Potamoi: Accelerating Neural Rendering via a Unified Streaming Architecture
Yu Feng, Weikai Lin, Zihan Liu, Jingwen Leng, Minyi Guo, Han Zhao, Xiaofeng Hou, Jieru Zhao, Yuhao Zhu
TL;DR
Potamoi addresses the bottlenecks of real-time NeRF rendering on resource-constrained devices by introducing SpaRW, a plug-and-play radiance-warping technique, and a fully-streaming memory-centric dataflow augmented by a Gathering Unit hardware block. The approach unifies diverse NeRF algorithms under a single streaming framework, reducing DRAM accesses and eliminating SRAM bank conflicts, while a proactive runtime overlaps reference-frame renderings with target-frame renderings and optionally leverages remote servers.
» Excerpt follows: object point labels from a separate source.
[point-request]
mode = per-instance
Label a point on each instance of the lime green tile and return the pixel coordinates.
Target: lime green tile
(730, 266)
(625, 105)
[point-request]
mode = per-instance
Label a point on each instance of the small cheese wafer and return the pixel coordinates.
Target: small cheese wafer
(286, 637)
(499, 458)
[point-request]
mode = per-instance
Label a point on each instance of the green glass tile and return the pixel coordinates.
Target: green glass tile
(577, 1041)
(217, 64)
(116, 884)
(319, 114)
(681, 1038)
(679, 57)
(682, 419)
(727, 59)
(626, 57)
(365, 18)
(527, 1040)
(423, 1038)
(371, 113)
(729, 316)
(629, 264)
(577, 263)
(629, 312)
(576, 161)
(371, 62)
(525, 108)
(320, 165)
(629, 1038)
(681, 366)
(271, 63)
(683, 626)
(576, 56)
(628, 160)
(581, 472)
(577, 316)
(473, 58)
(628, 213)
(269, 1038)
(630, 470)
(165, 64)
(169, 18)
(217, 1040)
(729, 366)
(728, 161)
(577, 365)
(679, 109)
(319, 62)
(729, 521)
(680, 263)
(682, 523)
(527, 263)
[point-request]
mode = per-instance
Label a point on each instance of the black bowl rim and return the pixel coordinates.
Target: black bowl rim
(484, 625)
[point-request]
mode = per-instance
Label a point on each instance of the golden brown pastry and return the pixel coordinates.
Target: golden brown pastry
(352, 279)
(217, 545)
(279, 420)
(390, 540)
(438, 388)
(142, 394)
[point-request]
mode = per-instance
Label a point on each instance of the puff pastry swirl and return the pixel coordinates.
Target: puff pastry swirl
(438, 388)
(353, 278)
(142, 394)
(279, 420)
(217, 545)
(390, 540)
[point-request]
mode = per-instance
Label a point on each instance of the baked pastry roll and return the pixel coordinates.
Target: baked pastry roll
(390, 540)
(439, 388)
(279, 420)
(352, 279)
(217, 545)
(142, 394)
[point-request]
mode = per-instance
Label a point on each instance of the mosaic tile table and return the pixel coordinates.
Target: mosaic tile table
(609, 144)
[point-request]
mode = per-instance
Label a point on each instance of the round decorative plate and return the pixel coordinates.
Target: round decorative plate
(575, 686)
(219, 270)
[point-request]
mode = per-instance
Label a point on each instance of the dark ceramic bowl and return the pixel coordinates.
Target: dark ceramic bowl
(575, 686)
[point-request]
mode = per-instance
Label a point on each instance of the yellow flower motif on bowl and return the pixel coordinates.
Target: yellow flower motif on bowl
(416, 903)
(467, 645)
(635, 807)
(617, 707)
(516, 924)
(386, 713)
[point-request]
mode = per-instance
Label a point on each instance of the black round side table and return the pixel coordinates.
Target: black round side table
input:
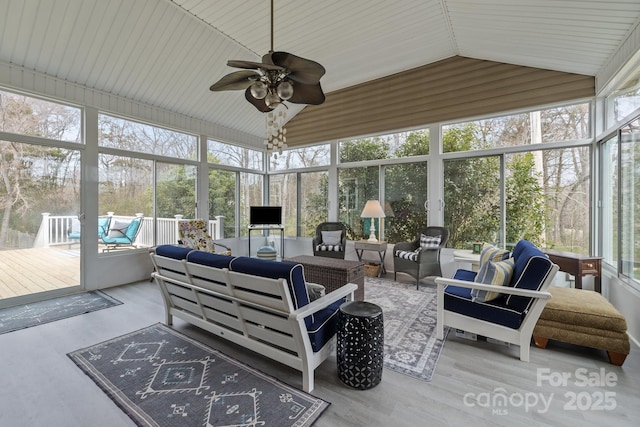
(360, 351)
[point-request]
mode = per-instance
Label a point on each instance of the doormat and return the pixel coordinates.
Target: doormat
(160, 377)
(37, 313)
(410, 343)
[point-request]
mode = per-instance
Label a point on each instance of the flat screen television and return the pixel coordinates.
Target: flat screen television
(265, 215)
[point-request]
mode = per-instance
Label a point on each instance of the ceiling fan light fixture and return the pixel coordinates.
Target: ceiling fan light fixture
(281, 76)
(272, 99)
(285, 90)
(259, 90)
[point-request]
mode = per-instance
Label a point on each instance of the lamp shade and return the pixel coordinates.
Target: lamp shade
(372, 209)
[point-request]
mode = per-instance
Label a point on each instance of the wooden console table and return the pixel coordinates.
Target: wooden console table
(578, 265)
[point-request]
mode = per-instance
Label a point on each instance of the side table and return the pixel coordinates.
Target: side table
(380, 247)
(360, 349)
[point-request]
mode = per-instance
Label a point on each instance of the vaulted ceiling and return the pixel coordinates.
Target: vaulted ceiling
(167, 53)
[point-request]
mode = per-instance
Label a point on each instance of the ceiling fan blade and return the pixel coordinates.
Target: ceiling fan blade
(258, 103)
(235, 81)
(253, 65)
(301, 70)
(307, 94)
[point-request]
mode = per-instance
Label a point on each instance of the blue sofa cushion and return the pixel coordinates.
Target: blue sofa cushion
(529, 272)
(292, 272)
(209, 259)
(173, 251)
(323, 326)
(458, 299)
Empirically, Potamoi achieves up to $53.1\times$ speedup and $67.7\times$ energy savings with PSNR degradation under $1.0$ dB across multiple NeRF methods, outperforming baselines with dedicated DNN accelerators. This co-design delivers substantial practical impact by enabling high-quality, real-time neural rendering on mobile and embedded platforms, and it generalizes across varied NeRF representations and encodings.
Abstract
Neural Radiance Field (NeRF) has emerged as a promising alternative for photorealistic rendering. Despite recent algorithmic advancements, achieving real-time performance on today's resource-constrained devices remains challenging. In this paper, we identify the primary bottlenecks in current NeRF algorithms and introduce a unified algorithm-architecture co-design, Potamoi, designed to accommodate various NeRF algorithms. Specifically, we introduce a runtime system featuring a plug-and-play algorithm, SpaRW, which significantly reduces the per-frame computational workload and alleviates compute inefficiencies. Furthermore, our unified streaming pipeline coupled with customized hardware support effectively tames both SRAM and DRAM inefficiencies by minimizing repetitive DRAM access and completely eliminating SRAM bank conflicts. When evaluated against a baseline utilizing a dedicated DNN accelerator, our framework demonstrates a speed-up and energy reduction of 53.1$\times$ and 67.7$\times$, respectively, all while maintaining high visual quality with less than a 1.0 dB reduction in peak signal-to-noise ratio.